I write about the tangled affairs of the human heart. After all, the search for someone to love, and who will love us in return, is the most important - and difficult - adventure of our adult lives. Yet I cannot keep count of the number of times people have said to me, "Of course, I don't normally read that sort of book," and then add with an air of impertinent surprise, "But I really enjoyed it."

I often wonder at this dismissive attitude. Part of the problem, undoubtedly, is the simple fact that the genre is so huge. Romantic fiction accounts for 70% of all paperbacks sold in the UK; thus, there are bound to be a proportionally larger number of books that are simply no good.

I suspect the chick-lit boom has not helped either. Chick-lit, with its emphasis on thirty-something, urban romance, could have been a shot in the arm for romantic fiction. But the variable quality of many of the books, and the concomitantly bad press, has had precisely the opposite effect.

The problem is also one of perception, says Nicholas Clee, editor of the Bookseller. "If you say you write crime or thriller novels everyone knows what you mean. But if you say you write romantic fiction, then people have a mental image that is more limited than the genre actually is. They won't necessarily think immediately of Philippa Gregory, Jilly Cooper or Anita Shreve, although those are all romance authors in one way or another. They'll probably think of Mills and Boon."

Nor, sadly, will they think of Brideshead Revisited, an intensely romantic book, or the brilliant Music and Silence by Rose Tremain. They won't think of Far from the Madding Crowd, or of Georgette Heyer, or Rebecca; they won't think of the marvellous Gone With the Wind.

I suspect, too, that the problem is one of gender. Perhaps the reason that romantic fiction is given insufficient respect is that it's almost exclusively written by, and read by, women. More importantly, its storylines offer women emotional fulfilment (that is the premise of romance), as if to say that that is what women deserve.
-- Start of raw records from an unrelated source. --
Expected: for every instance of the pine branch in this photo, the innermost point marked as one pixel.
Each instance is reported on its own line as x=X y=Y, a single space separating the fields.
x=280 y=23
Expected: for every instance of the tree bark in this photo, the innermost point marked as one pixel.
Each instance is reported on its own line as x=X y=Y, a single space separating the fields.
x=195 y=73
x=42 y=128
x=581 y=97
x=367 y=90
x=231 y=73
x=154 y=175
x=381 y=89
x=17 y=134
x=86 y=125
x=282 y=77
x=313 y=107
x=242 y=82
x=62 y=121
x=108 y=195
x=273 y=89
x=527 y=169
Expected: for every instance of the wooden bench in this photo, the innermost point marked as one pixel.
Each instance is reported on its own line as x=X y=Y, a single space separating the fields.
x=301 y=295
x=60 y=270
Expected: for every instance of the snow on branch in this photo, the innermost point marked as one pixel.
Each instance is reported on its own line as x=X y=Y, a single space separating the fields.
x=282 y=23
However, if a man writes a romantic novel then a very different attitude prevails. Sebastian Faulks's Birdsong, to my mind, is no more than a piece of excellent romantic fiction. So is Captain Corelli's Mandolin by Louis de Bernières. Had they been written by women I suspect they would not have been heaped with the literary praise that they were.

I remember writing about the negative stereotyping of romantic fiction as a journalist in 1996. Now, eight years on, and on the other side of the industry, I can see that nothing has changed. Romantic fiction will carry on being dismissed in literary and academic circles, and its detractors will still characterise it as fluff.

But, on the flip side, it will also continue to be the biggest selling genre both in the UK and around the world, and I am delighted to be part of that.